On Erev Rosh Chodesh Av 1741, the Or HaChaim left Italy for Eretz Israel, accompanied by his family and followers. In 1742, he reached Jerusalem and founded the Midrash Knesset Yisrael, where the leading Torah scholars of the city gathered around him. He did not merit to live long in Jerusalem, and passed away in Tammuz 1743. There are various traditions regarding the exact date of his passing, and the present manuscript provides an important contemporary documentation, dating his passing to Friday night, 14th Tammuz 1743 (not Motzaei Shabbat, as stated in various sources).

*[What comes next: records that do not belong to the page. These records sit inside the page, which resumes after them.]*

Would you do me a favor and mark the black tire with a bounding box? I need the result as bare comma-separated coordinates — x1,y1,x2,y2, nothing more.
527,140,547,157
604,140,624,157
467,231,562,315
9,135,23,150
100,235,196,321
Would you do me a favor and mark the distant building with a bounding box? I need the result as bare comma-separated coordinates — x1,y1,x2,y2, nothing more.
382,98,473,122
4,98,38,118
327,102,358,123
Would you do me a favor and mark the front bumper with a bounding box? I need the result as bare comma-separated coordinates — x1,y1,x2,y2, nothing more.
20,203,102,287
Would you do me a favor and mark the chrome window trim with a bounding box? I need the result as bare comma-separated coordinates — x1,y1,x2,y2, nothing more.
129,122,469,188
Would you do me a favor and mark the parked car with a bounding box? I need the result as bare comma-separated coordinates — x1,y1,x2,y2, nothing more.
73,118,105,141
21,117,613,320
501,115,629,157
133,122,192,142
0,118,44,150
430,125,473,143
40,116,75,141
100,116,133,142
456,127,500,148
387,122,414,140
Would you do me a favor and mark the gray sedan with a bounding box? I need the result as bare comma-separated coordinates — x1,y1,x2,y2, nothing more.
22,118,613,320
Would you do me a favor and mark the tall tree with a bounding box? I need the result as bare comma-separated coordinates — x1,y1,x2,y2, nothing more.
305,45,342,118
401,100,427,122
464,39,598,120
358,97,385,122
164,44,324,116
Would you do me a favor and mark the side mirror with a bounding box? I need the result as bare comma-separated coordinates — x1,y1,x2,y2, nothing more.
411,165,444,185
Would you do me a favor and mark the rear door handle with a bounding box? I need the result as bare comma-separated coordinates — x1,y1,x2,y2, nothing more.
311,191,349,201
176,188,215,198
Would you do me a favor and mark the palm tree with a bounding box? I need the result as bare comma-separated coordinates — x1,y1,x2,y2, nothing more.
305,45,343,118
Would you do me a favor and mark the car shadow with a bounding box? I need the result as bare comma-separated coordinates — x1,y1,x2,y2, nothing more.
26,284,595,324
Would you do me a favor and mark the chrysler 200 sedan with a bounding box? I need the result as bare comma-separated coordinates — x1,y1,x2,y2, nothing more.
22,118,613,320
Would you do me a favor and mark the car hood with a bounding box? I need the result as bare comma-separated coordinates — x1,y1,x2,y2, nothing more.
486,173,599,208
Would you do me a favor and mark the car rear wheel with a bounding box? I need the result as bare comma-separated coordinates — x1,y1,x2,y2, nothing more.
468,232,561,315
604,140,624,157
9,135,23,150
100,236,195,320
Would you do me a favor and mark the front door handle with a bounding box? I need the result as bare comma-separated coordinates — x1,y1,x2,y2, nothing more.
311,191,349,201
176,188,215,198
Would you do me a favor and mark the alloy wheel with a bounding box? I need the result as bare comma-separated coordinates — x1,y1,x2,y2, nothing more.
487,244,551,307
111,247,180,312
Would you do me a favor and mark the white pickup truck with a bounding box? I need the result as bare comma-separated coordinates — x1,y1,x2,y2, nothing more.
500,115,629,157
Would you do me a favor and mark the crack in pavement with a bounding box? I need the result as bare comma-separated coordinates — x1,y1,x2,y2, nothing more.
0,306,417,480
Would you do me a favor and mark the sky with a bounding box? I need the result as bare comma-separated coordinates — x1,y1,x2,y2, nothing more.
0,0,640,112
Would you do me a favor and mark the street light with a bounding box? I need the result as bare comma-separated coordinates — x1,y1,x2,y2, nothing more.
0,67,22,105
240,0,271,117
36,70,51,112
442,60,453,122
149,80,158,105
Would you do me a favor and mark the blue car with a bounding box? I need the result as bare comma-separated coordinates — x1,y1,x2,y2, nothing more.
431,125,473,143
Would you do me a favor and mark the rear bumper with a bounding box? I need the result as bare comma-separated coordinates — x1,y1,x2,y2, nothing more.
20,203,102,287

The connection between R. Yehuda Ayash and the Or HaChaim continued even after the latter's death, when R. Yehuda Ayash was appointed to succeed the Or HaChaim as dean of the Midrash Knesset Yisrael yeshiva upon his immigration to Eretz Israel in 1758, and together with the Or HaChaim, he is considered a central figure in the history of this yeshiva, as the Torah scholars of the Beit Midrash wrote in 1807: "...Midrash Knesset Yisrael in the holy city of Jerusalem, founded by... the Tzaddik, G-dly kabbalist... R. Chaim ben Attar, and after him a wondrous light shone, the rabbi of tremendous stature... R. Yehuda Ayash, they are the foundations and pillars, whose many merits benefit the People of Israel and its rabbinical students..." (Benayahu, LeToldot Beit MaMidrash Knesset Yisrael BiYerushalayim, Sefer Yerushalayim II, Jerusalem 1949, p. 129).
[66] leaves. 21.5 cm. Fair-good condition. Stains, including dampstains. Wear, open tears and worming (including significant worming), affecting text. Old leather binding, damaged.

Rabbi Yehuda Ayash Beheld the Or HaChaim After His Passing
A wondrous story illustrating the special relationship between the Or HaChaim and R. Yehuda Ayash is recorded by R. Avraham Khalfon, author of Leket HaKatzir, in his book Maaseh Tzaddikim. He relates that R. Yehuda Ayash, who originated from Médéa (a town near Algiers), went to study Torah in Algiers and settled there. In his old age, he immigrated to Jerusalem, where he sat studying in the Beit Midrash of R. Chaim ben Attar. One day, R. Yehuda entered the Beit Midrash and found R. Chaim (who had passed away some time earlier) sitting in his place! When he questioned the other Torah scholars, no one had noticed anything unusual. From that day onwards, the place of the Or HaChaim was kept empty, and he would come every day to study, perceived only by R. Yehuda.